Not long after Justify announced his presence as an immediate player on the Kentucky Derby trail, Baffert decided that it would be Smith instead of Van Dyke on Justify going forward.
“Drayden Van Dyke did a great job with [Justify], but I knew there was going to be a lot of pressure,” Baffert said.
Smith had ridden 23 times in the Kentucky Derby, more than anyone other than Bill Shoemaker’s 26 trips to the post in the great classic, but Smith and Baffert had only teamed up once, and it was in a similar circumstance when Bodemeister finished second as the favorite in 2012. Bodemeister, just like Justify, had gone without any races as a 2-year-old and exploded on the scene in speedy, powerful fashion. After winning the Arkansas Derby, he nearly was the one to the break the streak of Kentucky Derby futility for unraced 2-year-olds dating back to Apollo in 1882, but he weakened ever so slightly in the final yards after setting a fast pace and finished second to I’ll Have Another.
Smith’s lone previous victory in the Derby came with a colossal longshot, Giacomo, at 50.30-to-1 in 2005. Besides Bodemeister, he had finished second in the Derby three other times. On four occasions, his mount had come up short as the favorite, including a painful stretch of three times in four years between 1993 and 1996 with the talented trio of Prairie Bayou, Holy Bull and Unbridled’s Song.

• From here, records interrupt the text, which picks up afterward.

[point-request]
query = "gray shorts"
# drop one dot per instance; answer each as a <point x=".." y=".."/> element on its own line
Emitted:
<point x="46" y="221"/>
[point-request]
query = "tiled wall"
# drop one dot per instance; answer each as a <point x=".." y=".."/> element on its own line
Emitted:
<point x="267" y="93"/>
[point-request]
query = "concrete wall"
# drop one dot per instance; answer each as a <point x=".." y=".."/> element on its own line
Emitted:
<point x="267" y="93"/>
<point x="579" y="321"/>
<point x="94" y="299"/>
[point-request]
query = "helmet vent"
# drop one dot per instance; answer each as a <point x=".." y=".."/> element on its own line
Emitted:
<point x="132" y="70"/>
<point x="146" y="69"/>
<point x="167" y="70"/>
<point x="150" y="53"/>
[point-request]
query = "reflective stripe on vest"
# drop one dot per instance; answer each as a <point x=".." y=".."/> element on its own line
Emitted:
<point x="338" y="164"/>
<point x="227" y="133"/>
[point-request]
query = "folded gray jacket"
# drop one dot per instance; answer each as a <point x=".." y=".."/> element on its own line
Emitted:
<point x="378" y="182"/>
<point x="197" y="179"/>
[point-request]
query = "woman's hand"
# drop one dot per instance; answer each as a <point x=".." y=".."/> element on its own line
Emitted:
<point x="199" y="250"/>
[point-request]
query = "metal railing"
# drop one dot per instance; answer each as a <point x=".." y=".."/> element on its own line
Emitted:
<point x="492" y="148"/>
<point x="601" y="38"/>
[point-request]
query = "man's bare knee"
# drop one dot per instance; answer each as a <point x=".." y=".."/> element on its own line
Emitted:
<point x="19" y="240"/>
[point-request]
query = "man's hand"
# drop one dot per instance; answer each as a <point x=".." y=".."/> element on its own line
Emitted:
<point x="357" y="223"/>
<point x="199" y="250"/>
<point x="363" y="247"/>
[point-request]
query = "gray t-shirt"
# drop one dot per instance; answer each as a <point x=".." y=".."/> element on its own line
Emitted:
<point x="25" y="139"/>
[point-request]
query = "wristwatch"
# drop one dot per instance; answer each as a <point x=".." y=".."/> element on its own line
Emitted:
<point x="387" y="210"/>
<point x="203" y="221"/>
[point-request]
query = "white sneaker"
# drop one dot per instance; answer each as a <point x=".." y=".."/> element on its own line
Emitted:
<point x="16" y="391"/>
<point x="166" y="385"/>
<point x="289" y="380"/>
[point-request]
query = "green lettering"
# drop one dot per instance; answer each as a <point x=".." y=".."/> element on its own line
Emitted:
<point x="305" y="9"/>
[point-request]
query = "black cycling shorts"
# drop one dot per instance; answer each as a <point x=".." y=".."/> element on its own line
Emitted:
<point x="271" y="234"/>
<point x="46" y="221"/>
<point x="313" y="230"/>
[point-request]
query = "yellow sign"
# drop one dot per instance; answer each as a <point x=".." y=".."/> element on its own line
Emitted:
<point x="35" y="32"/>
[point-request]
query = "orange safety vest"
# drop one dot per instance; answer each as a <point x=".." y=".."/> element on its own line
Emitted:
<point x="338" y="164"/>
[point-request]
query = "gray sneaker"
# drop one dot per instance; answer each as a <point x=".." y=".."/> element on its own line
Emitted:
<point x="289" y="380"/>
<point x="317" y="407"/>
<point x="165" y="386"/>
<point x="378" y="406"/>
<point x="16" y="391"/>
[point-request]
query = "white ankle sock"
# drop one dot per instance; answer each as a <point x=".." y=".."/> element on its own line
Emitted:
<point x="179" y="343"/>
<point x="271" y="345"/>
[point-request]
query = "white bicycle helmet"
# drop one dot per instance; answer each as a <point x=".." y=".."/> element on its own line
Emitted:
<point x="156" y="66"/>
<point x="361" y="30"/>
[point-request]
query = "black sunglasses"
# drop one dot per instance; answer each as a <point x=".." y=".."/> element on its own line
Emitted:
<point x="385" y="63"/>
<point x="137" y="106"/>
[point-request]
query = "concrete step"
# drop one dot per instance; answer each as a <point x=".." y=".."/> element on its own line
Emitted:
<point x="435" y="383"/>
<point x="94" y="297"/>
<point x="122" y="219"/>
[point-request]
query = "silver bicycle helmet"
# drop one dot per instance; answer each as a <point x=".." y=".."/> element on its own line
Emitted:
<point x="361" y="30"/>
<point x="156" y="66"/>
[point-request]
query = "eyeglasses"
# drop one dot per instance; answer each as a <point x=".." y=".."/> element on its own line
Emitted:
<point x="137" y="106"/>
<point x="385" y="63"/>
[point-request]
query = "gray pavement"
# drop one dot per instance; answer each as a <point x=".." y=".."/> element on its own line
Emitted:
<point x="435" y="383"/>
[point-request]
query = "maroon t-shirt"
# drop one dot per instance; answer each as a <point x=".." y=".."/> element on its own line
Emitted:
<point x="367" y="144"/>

So Smith had a firm grasp of what could go wrong in the Derby, and he could combine that with a priceless amount of poise from his vast experience with top horses in America’s best races, from the Baffert-trained all-time leading North American earner Arrogate to a parade of champion females including Zenyatta, Azeri, Royal Delta and Inside Information.
His strategy with Justify centered on the start, breaking from post 7 for the 10-furlong journey on a track left sloppy and sealed from the wettest Derby day in history.
“I just knew he was capable of this,” Smith said. “My job was just to get him out of there. And I did that part, and I figured the rest is up to him. And I know Bob and his crew already did their part. And he’s just an amazing horse. I have never been on a 3‑year‑old like this.”